Cox, Roseman said, was the top-rated defensive lineman on the Eagles' draft board, and "was among our top-rated defensive players in the entire draft."
But the Eagles were hesitant to move into the top-10 picks for two reasons. First, the depth of the draft gave the team pause when it came to giving up a bounty of draft picks. Roseman, Andy Reid and co. had all but decided they were unwilling to trade any of their picks in the second or third rounds. Second, the new Collective Bargaining Agreement slots different contract rules for top-10 picks versus the first-round picks from 11-32.
"If one of these guys had fallen past (the 10th overall pick), now you're at a point where 1-10 are a different dynamic than 11-32, based on the rookie pool consideration," Roseman said. "So now you're giving up substantially more money, plus picks. So that factored into where we wanted to trade up, not because we didn't value the player, but because it wasn't just the player, you're giving up a lot of resources now to go get that player in terms of cash, cap and picks.
"The way we looked at it was at 10, we would have a better feel about Fletcher being there. There were certain things that had to happen to get to 10, certain players had to come off and then, by the same token, there were certain teams that we felt probably weren't going to take a defensive lineman. One of the teams that we did think was going to, we felt pretty certain St. Louis was going to take a defensive lineman pretty high, and so when St. Louis traded out (with the Dallas Cowboys, moving from No. 6 to No. 14), that kind of took away one contender for that pick."
Roseman also mentioned the Carolina Panthers, who selected Boston College linebacker Luke Kuechly at No. 9, as a potential suitor for Cox.
"There was a lot of sweating it out, and we were happy to get our guy," said Roseman.
It wasn't the only time the Eagles came out on the right side of some nervous moments. Roseman said once the team traded their fourth-round pick to help move up for Cox, they decided "we were going to try to recoup those picks." So after the selection of California linebacker Mychal Kendricks with the 46th overall selection, the Eagles received an offer from the Green Bay Packers to move from No. 59 to No. 51 (the Eagles' second of two second-round picks) in exchange for a fourth-round pick.
"When we looked at our draft after we traded the fourth-round pick and we saw that big hole in the fourth round and the players that we thought might be there, and I can't tell you we thought Brandon (Boykin) would be one of them, but we felt very eager to get that pick back," said Roseman. "So there were a couple high fives when were able to trade for the fourth-round pick and Vinny was still there.
"When we traded back to pick back up the fourth-round pick, we were struggling with that because we thought that we'd lose Vinny, even though we weren't going into it looking for a defensive end, he was just so highly ranked on our board and fit for the scheme. When he was still there, we were really surprised that he was still available when we picked 59th."

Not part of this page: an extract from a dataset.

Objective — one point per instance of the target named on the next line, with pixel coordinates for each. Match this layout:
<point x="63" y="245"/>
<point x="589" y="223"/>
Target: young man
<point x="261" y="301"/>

The addition of Cox to the Eagles, meanwhile, was the culmination of a lot of work put in by Roseman and the rest of his scouting staff. The 6-4, 298-pound defensive tackle had long been on the Eagles' radar.
"Our area scout in that area is Brett Veach, but here's a player that we had heard through the grapevine was possibly coming out," said Roseman. "I had done him in November when I'd done their school on tape. We had always thought he was coming out, so this wasn't a case where someone said we have to go look at Fletcher Cox, he's coming out. We had pretty strong indications that's where it was going ... just because he was so productive in the SEC and such a good player. All of us evaluated him from there."
Of course, what they looked at turned out to be pretty impressive.
"When we look at players, being players of the week, being voted on by coaches, is a very important thing," Roseman said. "He was a four-time SEC Defensive Player of the Week, and that tells you what opposing coaches thought about him. You put that together with the film and the character and the upside and it's a very intriguing package."
Intriguing enough, it turned out, that the Eagles felt compelled to send a fourth- and sixth-round pick to the Seahawks in order to move up three spots for the opportunity to select Cox. An unlikely scenario for sure, but not one for which Roseman and crew were unprepared.